3

I'm trying to plot two separate things from two pandas dataframes but the x-axis is giving some issues. When using matplotlib.ticker to skip x-ticks, the date doesn't get skipped. The result is that the x-axis values doesn't match up with what is plotted.

For example, when the x-ticks are set to a base of 2, you'll see that the dates are going up by 1.

base of 2

But the graph has the same spacing when the base is set to 4, which you can see here:

base of 4

For the second image, the goal is for the days to increase by 4 each tick, so it should read 22, 26, 30, etc.

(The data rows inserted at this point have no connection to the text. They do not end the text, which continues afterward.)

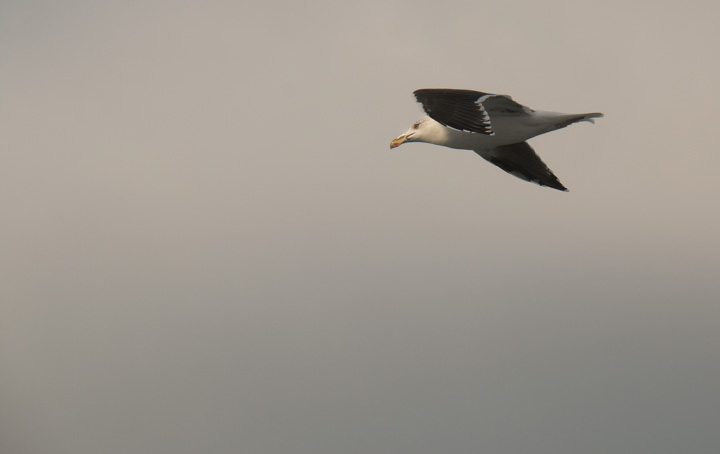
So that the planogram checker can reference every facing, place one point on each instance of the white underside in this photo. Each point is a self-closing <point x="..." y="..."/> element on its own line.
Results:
<point x="508" y="129"/>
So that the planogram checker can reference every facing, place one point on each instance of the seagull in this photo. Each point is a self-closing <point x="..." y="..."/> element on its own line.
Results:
<point x="493" y="126"/>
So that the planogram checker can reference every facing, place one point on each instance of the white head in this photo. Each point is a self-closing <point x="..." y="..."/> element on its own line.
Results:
<point x="420" y="131"/>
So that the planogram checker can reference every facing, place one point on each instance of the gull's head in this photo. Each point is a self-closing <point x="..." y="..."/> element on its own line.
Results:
<point x="414" y="134"/>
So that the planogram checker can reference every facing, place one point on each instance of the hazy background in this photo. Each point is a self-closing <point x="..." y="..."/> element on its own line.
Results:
<point x="207" y="246"/>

Here is the code that I'm working with:

ax = plot2[['Date','change value']].plot(x='Date',color='red',alpha=1,linewidth=1.5)
plt.ylabel('Total Change')
plot_df[['Date','share change daily']].plot(x='Date',secondary_y=True,kind='bar',ax=ax,alpha=0.4,color='black',figsize=(6,2),label='Daily Change')
plt.ylabel('Daily Change')
ax.legend(['Total Change (L)','Daily Change'])
plt.xticks(plot_df.index,plot_df['Date'].values)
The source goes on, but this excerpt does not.